I found two fixes and I'm not sure which is better so thats why im posting this here. Ultimately the problem lies in the way x264 does its SSE2 assembly optimizations. After searching on here i found a similar issue seen on the newer macs (the ones with the new intel core and core2 chips) dealing with common/i386/i386inc.asm and the following code (note: this is the WORKING version if it, bascially all commented out)


; Name of the .rodata section. On OS X we cannot use .rodata because NASM
; is unable to compute address offsets outside of .text so we use the .text
; section instead until NASM is fixed.
%macro SECTION_RODATA 0
; %ifidn __OUTPUT_FORMAT__,macho
; SECTION .text align=16
; fakegot:
; %else
; SECTION .rodata data align=16
; %endif
%endmacro


Now im not entirely sure what this does but it seems to work when i compile everything normally and only have this patch applied to the source. It should be noted that x264 does compile successfully and none of the nasm runs make any complaints, it only fails upon usage.

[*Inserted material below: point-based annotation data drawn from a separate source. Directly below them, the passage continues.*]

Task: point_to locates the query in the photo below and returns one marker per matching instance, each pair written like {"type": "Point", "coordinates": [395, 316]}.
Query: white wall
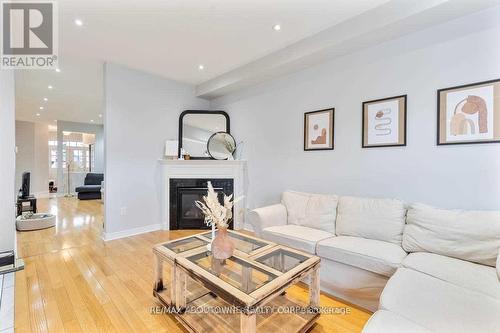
{"type": "Point", "coordinates": [7, 161]}
{"type": "Point", "coordinates": [142, 111]}
{"type": "Point", "coordinates": [32, 142]}
{"type": "Point", "coordinates": [269, 119]}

The second fix is removing -DHAVE_SSE2 from the gcc options in the config.mak file before compiling. both of which have generated almost identical frame rates with mencoder so i'd assume that they both do roughly the same thing.

So the question is, which is better, and why is this happening in the first place? without doing this, the only x264 i can do on my shiny new core2duo laptop is a first pass run. neither a one pass crf nor a second pass run works unless one of these two are implemented. I have tried multiple versions of mencoder from all different sources (including sharktooths builds both the cpu detection and his core2 build as well as the other generic vanilla builds) and all of them fail. I have to assume that a few other people on here have core2's or core's and unless they arent speaking up too much, they arent having issues so why am I? My laptop is a lenovo x60 with a core2 duo 2.0ghz, 1.5gb ram, 160gig hdd, and all the other generic things in the system.

Thanks in advance!

akupenguin
5th February 2007, 07:27
Removing -DHAVE_SSE2 disables SSE2 (did you expect it do do something else?). This doesn't really matter on AMD cpus, but should be a measurable speed penalty on core2 (17% slower here).

If there's any difference between 1st pass and 2nd pass or 1pass, it can only mean that the crash is specific to some features you disabled for fast-1st-pass.

morph166955
5th February 2007, 14:45
yea the -DHAVE_SSE2 is obviously disabling that, i can only assume that the other code disables the same thing (or more?). id love to know why this is happening and how to fix it (even if its an unofficial patch that i can apply myself) so that i can get that speed back. i really wanna see what this thing can do and thus far ive been very limited in testing because of all of this.